阮秋把臉埋在襲淵的頸窩不敢抬起來,露出銀發的耳尖通紅。
今晚的作業還沒有寫完等明天該怎么跟司詢解釋。
襲淵一邊蹭著阮秋的耳側,想和他接吻“阮阮”
阮秋抬起頭,恍惚間發現襲淵的耳朵也很紅。
雖然他盯著自己的眼神像餓狼一樣,恨不得立刻把他吃掉。
第二天,阮秋按時與司詢視頻通話。
銀發蓋住了泛紅的耳尖,阮秋正色道“昨晚有人想偷襲,被趕走了作業我今天會補。”
司詢自然知道他說的偷襲是什么,并沒有懷疑“好。”
他依然很忙,叮囑幾句后便切斷了通訊。
阮秋松了口氣,關掉通訊器。
襲淵坐在他身旁,將他的一只手牽了過去。
他拿著一小盒藥膏,輕輕抹在阮秋的掌心和手腕。
阮秋紅著臉說“不、不用抹藥”
昨天他太困了,都不知道什么時候睡著的。
醒來的時候床鋪已經被襲淵整理過,床頭柜點著香薰。
襲淵剛從小浴室里出來,他恢復了神智,一點看不出昨天的模樣。
阮秋不知道他還記不記得,不敢多問,低著頭默默去洗漱。
襲淵及時攔住他,低聲問“手疼不疼”
原來他記得
阮秋視線躲閃“不疼。”
襲淵還是準備了藥膏,阮秋自己不肯用,就親自幫他抹上,除了手還有頸側的一個牙印。
抹完藥膏,襲淵抱著阮秋,小心親吻他的側臉“昨天嚇到了”
昨天發生的一切他都記得,包括阮秋對他的抗拒。
若他處于清醒狀態,怎么可能讓阮秋受委屈。
“別怕,”襲淵心疼地哄道,“我讓莉羅再做一個更好的防護器。”
為什么會出現那種狀況,他自己都不清楚,還好阮秋沒有受傷。
阮秋眼睫顫動,含糊應了一聲“你沒事就好。”
他看向襲淵,又支支吾吾地開口“哥哥”
襲淵以為他還有哪里不舒服“怎么了”
“你昨天,”阮秋抬起一雙清澈的淺瞳,神色莫名期待,“叫我阮阮。
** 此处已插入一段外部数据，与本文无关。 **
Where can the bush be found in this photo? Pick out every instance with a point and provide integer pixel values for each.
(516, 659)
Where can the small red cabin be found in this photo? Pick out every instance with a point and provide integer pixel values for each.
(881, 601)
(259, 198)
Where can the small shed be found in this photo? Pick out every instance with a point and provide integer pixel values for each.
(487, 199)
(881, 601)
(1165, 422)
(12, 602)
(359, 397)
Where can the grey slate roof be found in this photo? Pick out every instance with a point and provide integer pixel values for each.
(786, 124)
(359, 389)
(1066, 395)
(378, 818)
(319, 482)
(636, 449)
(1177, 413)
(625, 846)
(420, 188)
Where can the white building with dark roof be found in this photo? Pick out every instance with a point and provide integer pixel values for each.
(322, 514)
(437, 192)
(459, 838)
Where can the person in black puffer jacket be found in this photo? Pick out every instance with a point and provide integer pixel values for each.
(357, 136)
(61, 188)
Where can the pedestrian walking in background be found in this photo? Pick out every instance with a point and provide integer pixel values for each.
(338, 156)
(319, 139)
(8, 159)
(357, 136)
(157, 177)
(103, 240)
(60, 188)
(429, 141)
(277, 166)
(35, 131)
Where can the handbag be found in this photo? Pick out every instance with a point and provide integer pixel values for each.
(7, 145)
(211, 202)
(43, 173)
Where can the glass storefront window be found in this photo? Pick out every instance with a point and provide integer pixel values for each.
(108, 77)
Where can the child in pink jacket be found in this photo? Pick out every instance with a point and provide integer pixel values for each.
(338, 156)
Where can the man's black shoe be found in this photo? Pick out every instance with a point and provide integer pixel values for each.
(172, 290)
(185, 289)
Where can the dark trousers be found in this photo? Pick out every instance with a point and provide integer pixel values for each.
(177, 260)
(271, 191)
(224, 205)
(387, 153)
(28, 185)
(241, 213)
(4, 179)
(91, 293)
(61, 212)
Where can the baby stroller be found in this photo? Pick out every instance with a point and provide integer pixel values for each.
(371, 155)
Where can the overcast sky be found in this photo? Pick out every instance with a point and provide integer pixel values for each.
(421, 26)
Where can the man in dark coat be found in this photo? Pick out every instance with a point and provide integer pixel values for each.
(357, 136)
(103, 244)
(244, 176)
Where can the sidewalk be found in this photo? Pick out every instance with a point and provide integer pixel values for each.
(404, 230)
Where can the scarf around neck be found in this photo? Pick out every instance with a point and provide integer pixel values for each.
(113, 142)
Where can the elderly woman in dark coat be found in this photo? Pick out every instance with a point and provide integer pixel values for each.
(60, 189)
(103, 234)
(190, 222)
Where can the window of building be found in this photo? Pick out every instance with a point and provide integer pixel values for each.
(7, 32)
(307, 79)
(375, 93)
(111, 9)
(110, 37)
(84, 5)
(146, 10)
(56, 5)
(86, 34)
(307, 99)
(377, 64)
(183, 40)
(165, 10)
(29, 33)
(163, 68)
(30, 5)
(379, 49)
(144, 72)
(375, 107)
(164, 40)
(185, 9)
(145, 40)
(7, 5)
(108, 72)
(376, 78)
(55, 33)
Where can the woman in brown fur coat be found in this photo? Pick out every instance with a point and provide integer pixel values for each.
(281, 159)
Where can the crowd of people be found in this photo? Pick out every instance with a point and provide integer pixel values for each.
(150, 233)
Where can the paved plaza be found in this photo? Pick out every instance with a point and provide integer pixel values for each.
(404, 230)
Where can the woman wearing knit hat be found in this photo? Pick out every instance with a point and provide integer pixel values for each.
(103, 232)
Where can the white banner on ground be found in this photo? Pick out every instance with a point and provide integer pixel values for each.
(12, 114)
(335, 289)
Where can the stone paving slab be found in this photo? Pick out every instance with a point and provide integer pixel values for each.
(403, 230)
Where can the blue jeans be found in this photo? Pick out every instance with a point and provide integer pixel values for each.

”
從來沒有人這樣喊過他,而且在此之前,襲淵總是連名帶姓地叫他的名字。
襲淵看穿阮秋的意圖,捏起他的下巴輕吻“阮阮。”
他話音剛落,耳根慢慢變紅。
這個變化沒有逃過阮秋的眼睛,他神情呆呆的,愣了一會兒才捧著襲淵的臉側,在他唇上親了一口。
早上康雙池來過一趟,確認襲淵沒事。
他詢問襲淵是否需要抑制劑,得到拒絕后就走了,也不多問別的。
之后莉羅又來了,讓襲淵取下脖頸上的感應器。
“這個東西已經沒用了,”她說道,“我做了一個新的。”
她重新拿出一個小圓片,卻是要給阮秋用的。
“這是精神力實時檢測器,能隨時捕捉精神力的狀態,”莉羅解釋道,“精神力的使用量、剩余量,以及是否外泄,都能準確記錄。”
襲淵不耐煩“有什么用”
“我想知道,阮秋的精神力是否會影響你的狀態。”莉羅回答。
這個問題她考慮過一次,當時覺得兩人在擬真倉見面的情況下,襲淵也能被影響,應該不是精神力的原因,于是沒有繼續深究。
現在要全方位地“研究”阮秋,當然不能放過任何一個可能性。